The objects on display obscure temporal delineations, looking back upon the present from the perspective of a future historian, or by bringing the past into the present. These physical and digital objects, which include both the tools and products of photographers and filmmakers, seem to occupy multiple moments in time simultaneously .

Photographer Mackenzie Calle excavates and reimagines NASA’s hidden queer histories through imaginative reconstructions of astronaut Sally Ride’s professional and private desks.

Moving forward in time, the creative ethnographic films of Australian anthropologists Ceridwen Dovey and Rowena Potts cast a nostalgic eye on the 23-year-old International Space Station as it nears its final years, and explore the intangible quality and magnetic pull of ‘space-flown’ objects.

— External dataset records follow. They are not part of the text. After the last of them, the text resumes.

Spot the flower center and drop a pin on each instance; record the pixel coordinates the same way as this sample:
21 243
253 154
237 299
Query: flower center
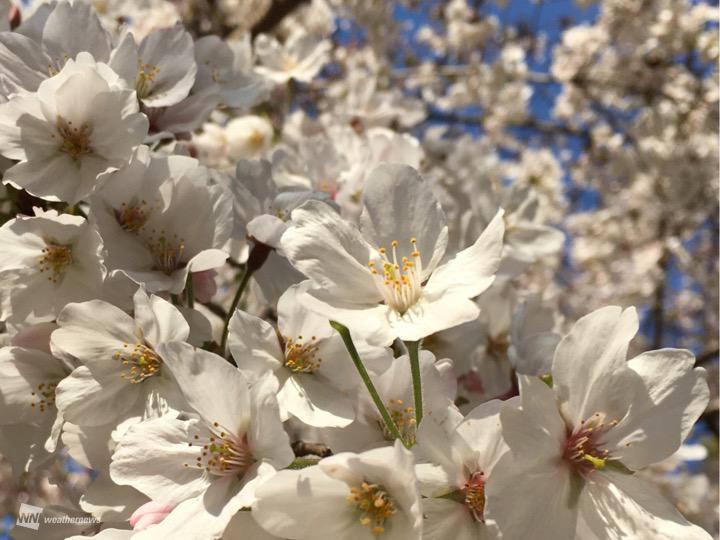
256 140
497 346
45 393
166 252
474 491
399 280
302 358
75 139
140 362
374 504
145 78
132 217
222 453
404 418
582 447
55 259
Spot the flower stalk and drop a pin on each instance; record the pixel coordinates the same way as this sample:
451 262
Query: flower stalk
350 346
413 348
258 256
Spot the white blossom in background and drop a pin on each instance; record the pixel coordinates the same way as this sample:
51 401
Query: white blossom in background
340 269
604 418
47 260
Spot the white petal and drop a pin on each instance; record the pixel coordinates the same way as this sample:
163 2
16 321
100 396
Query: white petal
472 270
151 457
618 506
674 397
212 386
596 346
399 205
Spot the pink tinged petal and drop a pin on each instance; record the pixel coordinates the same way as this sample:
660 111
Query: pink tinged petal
472 270
673 397
548 491
584 359
331 252
149 514
617 506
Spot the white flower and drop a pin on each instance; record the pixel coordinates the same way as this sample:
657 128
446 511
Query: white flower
208 464
227 68
248 137
161 69
122 373
46 261
143 216
394 386
388 282
604 418
301 57
347 496
314 371
33 54
454 469
28 378
79 124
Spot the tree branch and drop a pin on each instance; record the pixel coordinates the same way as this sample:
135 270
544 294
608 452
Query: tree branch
277 12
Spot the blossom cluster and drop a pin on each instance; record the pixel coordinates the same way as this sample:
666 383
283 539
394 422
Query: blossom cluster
239 289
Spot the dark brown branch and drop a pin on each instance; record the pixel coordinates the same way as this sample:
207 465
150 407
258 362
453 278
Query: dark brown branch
707 356
277 12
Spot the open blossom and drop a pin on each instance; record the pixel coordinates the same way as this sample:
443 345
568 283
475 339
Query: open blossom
28 378
369 495
301 57
79 124
209 461
161 68
40 48
122 374
455 466
604 418
386 281
46 261
142 215
308 359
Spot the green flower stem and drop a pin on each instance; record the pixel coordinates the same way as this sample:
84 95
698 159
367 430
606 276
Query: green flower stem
236 300
301 463
257 257
189 292
350 346
414 352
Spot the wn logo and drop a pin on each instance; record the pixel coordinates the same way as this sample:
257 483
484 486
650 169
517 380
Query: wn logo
29 516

Lastly, this section includes some of the professional materials of launch photographers Julia Bergson and Cooper Hime, who each track different aspects of SpaceX’s launches from different landscapes: Bergson on Florida’s Space Coast and Hime at the Starbase Facility in Brownsville, Texas. Bergson’s private journal faithfully tracks of the movements of the SpaceX fleet over the years between Cape Canaveral and the Atlantic Ocean, where the ships collect used rocket boosters and capsules that have returned from the ISS–containing either cargo or astronauts returning home. Hime’s camera lens was smashed while recording the first orbital launch attempt of the SpaceX Starship, the largest rocket ever built. The launch, unexpectedly violent, destroyed its launch pad and sent chunks of concrete flying, one of which smashed into the camera placed 700 feet away to capture the launch.